A cyclist rides on Manchester Avenue in South Los Angeles, one of the most dangerous roadways in the city for pedestrians and bike riders.
(Los Angeles Times)

To the editor: The fact that traffic deaths have increased sharply in Los Angeles since the beginning of a program to eliminate them highlights how hard it is to make road safety improvements when people fight against them. The result is that while deaths for motor vehicles have declined, they’re up for vulnerable road users such as bikers and walkers.

Enhancements to vehicles, signage and key intersections are critical, but they are not enough. We need to improve the entire system, and that starts with changing attitudes. People should expect safety on the road the same way we now expect safety in our skies.

In the coming year, a new federal transportation bill will authorize the next generation of safety programs. We must fund improvements that will make roads safer, not only for bicyclists but for all roadway users.

Los Angeles’ Vision Zero program is on the right track and actively working to change our thinking around how we use and design our roads.
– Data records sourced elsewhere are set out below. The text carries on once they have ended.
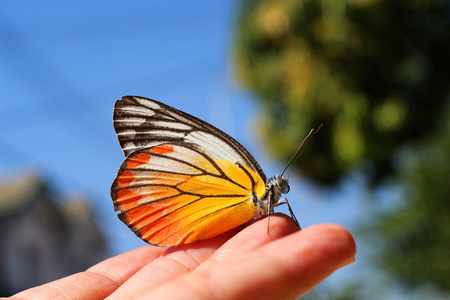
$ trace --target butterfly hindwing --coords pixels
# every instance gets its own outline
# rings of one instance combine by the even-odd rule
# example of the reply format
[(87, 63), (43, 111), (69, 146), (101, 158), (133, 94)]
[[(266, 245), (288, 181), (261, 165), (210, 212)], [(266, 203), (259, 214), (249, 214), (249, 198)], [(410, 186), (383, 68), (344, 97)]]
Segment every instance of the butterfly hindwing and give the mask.
[(111, 188), (119, 218), (150, 244), (207, 239), (253, 218), (265, 185), (250, 168), (202, 147), (166, 143), (131, 153)]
All roadway users deserve to survive their commute. Allow L.A. leaders to implement the changes that have led to fewer deaths in other cities.

Alex Epstein, Sherman Oaks


The writer is transportation safety director for the National Safety Council.


To the editor: There is no hope for Vision Zero since many drivers do not care if they kill somebody. At least that’s what their actions say.

I still see some drivers holding cellphones. Each week I witness between two and three motorists run red lights and even more roll through stop signs. The majority of drivers violate speed limits.

Additionally, some are distracted by streaming videos on cellphones and tablets. Or, drivers cannot see out of their windshield due to the illegally affixed Uber and Lyft decals.

Jim Winterroth, Torrance


To the editor: The goals of Vision Zero are commendable, but the entire program seems to be based on the idea that better design alone can fix traffic problems.

Better design does not prevent dangerous actions by drivers, motorcyclists, bicyclists, scooter riders or pedestrians. Often design-engineered delays are the cause of the dangerous actions, like jaywalking, speeding, driving in the bike lanes or ignoring red lights, that lead to injuries and deaths.

Only through enforcement can the goals of Vision Zero be reached. Until the supporters of Vision Zero put forth a plan that makes enforcement key, their goals will never be met and their fancy road designs will be costly failures.